Leyya – der Name des experimentellen Electro-Duos von Marco Kleebauer und Sophie Lindinger aus Österreich heißt auf Inuktitut so etwas wie Vermarktungsstrategie. Bei den trommellastigen Beats und im Ohr bleibenden Melodien auf dem neuen Album Sauna ist ein exzessives Marketing aber gar nicht nötig. Interessante Pop-Musik setzt sich immer durch. Und der Mix aus dem klackernden Rhythmen, ungewöhnlichen Instrumenten und groovigen Bassläufen überzeugt.

Leyya Sauna

Der erste Track „Sauna“ des Albums ist weniger als zwei Minuten kurz. Er beginnt mit der Radioansage einer Frau namens Jane, die Leyya ankündigt. Sie erklärt, dass die Band über Instrumente aus der ganzen Welt verfügt – wie zum Beispiel eine indische Sitar. Mit einem Trommelwirbel, der die rauschenden Radiowellen verschwinden lässt, beginnt ein mächtiger Groove, in dem Sophie Lindinger „all this sweat is gonna make me wet“ wiederholt. Der kurze Ausschnitt ist ein Intro für den nächsten Song „Drumsolo“. Dieser ist ein poppiger Hit, der nach der ersten Strophe mit der Ankündigung „Solo!“ durch eine knallende Snareeinlage unterbrochen wird. Den sonst fließenden Melodien in Gestalt des für Lindinger typisch gehauchten Gesangs, des Synthesizers und wabernder Bässe tut diese abrupte Pause gut – sie bringt zusätzliche Spannung in die Komposition.

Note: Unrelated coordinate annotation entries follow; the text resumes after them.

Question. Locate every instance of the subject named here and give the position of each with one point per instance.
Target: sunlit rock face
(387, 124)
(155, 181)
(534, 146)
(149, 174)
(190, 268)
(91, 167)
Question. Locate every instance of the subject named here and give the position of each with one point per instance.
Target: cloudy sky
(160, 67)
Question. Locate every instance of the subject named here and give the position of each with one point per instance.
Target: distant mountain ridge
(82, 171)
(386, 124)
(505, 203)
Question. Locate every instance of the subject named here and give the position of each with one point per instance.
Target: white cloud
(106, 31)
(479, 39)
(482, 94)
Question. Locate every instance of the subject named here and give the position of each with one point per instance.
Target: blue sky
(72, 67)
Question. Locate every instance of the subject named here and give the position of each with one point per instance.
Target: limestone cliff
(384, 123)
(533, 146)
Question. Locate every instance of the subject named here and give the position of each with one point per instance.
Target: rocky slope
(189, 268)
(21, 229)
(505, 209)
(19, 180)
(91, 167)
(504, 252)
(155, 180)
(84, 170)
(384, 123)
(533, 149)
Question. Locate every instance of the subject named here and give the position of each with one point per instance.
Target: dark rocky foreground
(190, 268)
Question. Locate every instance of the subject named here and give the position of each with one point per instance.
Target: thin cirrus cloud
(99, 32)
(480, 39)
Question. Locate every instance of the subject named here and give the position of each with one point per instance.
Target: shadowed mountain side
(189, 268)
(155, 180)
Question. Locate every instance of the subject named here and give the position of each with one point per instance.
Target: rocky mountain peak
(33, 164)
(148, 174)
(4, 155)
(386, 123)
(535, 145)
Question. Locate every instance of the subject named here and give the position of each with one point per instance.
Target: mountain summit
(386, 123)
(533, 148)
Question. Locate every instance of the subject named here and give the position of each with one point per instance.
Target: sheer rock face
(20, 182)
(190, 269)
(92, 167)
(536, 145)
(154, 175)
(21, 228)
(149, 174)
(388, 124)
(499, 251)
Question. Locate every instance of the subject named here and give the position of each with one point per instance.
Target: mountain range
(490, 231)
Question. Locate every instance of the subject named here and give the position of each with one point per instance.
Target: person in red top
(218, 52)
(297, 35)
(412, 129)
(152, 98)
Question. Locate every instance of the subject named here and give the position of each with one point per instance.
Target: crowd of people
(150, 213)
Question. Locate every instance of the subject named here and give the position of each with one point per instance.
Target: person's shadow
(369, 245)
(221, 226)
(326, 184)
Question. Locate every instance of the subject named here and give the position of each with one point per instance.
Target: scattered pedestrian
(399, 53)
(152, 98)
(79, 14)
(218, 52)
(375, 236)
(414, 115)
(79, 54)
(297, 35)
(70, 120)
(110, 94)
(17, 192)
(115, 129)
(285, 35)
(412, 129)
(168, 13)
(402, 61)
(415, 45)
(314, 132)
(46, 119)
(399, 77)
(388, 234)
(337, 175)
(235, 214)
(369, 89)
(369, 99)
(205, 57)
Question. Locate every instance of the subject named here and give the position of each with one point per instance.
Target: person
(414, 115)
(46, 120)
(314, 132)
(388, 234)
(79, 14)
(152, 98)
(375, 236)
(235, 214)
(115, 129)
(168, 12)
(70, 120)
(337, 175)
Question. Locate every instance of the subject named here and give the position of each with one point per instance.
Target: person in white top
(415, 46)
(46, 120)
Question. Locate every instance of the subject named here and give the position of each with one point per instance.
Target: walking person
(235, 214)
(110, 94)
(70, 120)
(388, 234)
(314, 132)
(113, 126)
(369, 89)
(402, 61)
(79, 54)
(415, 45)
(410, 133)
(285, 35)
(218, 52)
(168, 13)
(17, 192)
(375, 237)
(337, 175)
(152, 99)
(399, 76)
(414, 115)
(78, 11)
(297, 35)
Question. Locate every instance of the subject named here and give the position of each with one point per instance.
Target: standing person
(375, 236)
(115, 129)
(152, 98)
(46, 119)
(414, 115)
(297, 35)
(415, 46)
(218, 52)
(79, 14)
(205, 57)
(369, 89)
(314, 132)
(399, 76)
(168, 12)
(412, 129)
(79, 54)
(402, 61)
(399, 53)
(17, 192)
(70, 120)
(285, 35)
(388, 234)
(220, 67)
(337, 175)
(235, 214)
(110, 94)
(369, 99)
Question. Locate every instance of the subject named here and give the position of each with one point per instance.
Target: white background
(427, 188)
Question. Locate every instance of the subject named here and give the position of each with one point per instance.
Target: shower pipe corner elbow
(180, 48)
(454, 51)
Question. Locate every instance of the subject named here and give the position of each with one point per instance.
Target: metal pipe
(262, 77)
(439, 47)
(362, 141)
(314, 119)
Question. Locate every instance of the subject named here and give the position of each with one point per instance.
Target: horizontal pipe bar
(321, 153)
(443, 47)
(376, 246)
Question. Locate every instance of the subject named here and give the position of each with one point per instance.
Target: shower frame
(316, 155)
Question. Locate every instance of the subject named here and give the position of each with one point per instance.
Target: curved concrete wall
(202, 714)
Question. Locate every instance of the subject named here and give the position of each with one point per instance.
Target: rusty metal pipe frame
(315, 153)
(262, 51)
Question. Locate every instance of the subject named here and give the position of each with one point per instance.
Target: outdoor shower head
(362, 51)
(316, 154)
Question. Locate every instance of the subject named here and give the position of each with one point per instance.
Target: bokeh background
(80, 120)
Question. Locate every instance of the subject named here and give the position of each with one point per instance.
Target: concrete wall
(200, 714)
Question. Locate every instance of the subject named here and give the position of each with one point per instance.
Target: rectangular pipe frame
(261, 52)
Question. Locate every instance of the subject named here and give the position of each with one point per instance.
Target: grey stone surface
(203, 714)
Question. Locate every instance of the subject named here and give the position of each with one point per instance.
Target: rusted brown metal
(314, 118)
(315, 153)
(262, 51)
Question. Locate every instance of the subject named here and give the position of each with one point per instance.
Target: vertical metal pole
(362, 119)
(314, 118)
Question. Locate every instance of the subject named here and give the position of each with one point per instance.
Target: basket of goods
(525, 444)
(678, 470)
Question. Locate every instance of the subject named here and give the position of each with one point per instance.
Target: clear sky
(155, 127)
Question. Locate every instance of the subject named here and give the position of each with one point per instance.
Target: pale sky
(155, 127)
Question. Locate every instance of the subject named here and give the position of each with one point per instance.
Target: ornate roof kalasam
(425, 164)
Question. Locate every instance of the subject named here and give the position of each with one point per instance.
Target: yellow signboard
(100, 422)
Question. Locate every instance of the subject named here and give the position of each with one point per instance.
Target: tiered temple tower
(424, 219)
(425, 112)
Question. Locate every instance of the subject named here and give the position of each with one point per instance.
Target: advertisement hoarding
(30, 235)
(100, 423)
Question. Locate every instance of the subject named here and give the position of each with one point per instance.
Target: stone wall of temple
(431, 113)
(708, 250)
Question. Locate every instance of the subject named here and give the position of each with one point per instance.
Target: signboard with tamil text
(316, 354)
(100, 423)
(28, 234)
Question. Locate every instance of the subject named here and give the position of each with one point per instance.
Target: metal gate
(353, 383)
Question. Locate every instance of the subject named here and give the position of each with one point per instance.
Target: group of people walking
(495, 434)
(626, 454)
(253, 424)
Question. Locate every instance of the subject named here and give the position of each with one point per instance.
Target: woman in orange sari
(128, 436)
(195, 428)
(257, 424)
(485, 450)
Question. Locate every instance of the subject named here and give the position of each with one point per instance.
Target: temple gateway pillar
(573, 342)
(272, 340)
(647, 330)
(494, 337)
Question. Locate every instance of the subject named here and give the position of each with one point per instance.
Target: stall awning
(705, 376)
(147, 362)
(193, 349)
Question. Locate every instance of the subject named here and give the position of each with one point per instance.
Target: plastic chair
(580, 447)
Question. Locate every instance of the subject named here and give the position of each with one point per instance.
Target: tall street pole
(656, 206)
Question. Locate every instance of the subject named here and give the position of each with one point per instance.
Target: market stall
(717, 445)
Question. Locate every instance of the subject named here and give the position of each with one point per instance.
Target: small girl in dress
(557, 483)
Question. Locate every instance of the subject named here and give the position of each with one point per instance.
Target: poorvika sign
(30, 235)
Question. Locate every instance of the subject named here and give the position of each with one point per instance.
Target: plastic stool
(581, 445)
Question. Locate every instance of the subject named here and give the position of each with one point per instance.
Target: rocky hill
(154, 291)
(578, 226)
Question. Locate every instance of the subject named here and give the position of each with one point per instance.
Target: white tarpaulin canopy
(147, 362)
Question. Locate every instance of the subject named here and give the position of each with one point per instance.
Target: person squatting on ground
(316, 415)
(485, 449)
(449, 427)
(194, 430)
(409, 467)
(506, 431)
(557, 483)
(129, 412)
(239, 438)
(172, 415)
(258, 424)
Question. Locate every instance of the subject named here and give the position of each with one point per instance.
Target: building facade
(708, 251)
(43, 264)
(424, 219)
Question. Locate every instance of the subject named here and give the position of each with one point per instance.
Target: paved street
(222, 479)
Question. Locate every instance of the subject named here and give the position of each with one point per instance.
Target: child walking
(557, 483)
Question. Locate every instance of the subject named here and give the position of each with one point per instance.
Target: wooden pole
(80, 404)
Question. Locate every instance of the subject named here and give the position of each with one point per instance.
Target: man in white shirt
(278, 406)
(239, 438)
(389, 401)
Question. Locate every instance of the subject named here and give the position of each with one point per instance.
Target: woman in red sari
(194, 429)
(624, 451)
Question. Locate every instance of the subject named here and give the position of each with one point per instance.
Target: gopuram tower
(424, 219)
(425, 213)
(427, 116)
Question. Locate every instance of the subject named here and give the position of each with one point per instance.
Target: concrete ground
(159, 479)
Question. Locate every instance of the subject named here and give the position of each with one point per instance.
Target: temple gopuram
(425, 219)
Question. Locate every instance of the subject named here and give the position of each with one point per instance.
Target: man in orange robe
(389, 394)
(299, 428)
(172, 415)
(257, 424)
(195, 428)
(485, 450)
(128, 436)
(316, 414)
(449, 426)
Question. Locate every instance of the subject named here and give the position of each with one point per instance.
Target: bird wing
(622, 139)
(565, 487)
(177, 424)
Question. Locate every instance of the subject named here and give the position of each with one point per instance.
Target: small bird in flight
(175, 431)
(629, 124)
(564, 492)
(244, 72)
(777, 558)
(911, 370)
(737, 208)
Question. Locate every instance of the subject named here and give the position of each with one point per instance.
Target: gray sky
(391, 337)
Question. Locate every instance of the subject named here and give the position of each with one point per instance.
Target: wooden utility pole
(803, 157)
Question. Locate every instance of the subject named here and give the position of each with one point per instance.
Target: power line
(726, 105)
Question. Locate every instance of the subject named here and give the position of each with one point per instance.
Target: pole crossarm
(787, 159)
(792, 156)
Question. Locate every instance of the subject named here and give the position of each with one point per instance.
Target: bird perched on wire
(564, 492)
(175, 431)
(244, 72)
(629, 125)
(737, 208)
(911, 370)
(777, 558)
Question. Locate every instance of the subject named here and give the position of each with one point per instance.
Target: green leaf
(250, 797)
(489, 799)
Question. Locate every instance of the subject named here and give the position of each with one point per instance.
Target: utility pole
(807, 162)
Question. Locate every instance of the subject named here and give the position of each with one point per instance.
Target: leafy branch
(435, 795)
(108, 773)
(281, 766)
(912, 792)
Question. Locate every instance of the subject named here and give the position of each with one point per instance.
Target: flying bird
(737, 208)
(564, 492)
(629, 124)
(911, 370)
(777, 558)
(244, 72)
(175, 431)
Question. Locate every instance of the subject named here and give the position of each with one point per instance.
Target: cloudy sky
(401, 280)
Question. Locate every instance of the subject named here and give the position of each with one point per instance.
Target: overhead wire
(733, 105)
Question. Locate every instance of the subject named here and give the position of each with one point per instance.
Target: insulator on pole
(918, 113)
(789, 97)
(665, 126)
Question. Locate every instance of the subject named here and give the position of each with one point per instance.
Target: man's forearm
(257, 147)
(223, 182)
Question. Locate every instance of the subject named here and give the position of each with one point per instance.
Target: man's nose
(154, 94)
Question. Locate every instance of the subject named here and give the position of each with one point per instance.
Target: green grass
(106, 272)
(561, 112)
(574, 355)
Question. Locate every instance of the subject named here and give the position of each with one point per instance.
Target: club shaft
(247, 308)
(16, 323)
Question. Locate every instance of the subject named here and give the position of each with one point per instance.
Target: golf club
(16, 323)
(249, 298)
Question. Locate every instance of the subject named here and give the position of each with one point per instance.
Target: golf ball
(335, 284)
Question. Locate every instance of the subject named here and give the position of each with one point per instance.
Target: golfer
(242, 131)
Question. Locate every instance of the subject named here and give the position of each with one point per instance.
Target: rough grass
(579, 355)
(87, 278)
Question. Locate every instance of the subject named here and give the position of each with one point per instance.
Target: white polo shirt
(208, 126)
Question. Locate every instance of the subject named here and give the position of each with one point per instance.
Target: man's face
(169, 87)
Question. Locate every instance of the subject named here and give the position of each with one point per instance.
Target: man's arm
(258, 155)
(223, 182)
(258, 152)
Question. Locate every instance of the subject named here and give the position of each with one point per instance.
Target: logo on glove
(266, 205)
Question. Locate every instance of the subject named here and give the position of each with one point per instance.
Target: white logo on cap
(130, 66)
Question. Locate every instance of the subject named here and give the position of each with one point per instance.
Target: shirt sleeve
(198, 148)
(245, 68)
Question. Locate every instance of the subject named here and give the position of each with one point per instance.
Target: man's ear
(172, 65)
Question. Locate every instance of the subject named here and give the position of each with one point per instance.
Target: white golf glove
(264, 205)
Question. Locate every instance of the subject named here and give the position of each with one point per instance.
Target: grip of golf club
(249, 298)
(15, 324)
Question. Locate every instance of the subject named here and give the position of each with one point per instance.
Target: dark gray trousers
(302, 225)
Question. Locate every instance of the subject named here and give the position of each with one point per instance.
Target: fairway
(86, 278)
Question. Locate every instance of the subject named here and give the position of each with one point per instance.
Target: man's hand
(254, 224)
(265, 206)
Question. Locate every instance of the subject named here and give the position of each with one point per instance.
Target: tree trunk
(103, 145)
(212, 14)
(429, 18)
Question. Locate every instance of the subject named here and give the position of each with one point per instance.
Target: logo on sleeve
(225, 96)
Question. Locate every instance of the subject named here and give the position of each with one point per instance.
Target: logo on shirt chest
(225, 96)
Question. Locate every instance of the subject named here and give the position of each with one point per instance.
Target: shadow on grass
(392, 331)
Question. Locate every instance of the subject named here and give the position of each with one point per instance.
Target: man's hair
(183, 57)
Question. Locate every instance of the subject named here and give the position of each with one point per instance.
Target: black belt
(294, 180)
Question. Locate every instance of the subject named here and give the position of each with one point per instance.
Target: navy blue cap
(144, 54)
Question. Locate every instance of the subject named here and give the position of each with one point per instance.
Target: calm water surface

Die veröffentlichte Single „Heat“ definiert sich ebenfalls über die Rhythmusinstrumente. Und auch wenn der Snareschlag hier immer gleich bleibt, wirkt er in Kombination mit den klackernden Sounds von lateinamerikanischen Holzblocktrommeln im Hintergrund und der in geraden Vierteln gespielten Hi-Hat treibend. Durch den melodiösen Gesang und der unaufdringlichen Synthie-Untermalung kommt ein Ohrwurm zustande, den man sich gut als Sommer-Hit vorstellen kann. Das Video dazu untermalt mit viel fluoreszierendem Licht in einer dunklen Industriehalle und einem amerikanischen Radio-Intro die Vielschichtigkeit der Band. Denn nicht nur Instrumente aus aller Welt gehören zu Leyya. Sie fühlen sich auch sichtlich wohl in einer Szenerie, die nicht viel mit ihrer Heimat gemein hat.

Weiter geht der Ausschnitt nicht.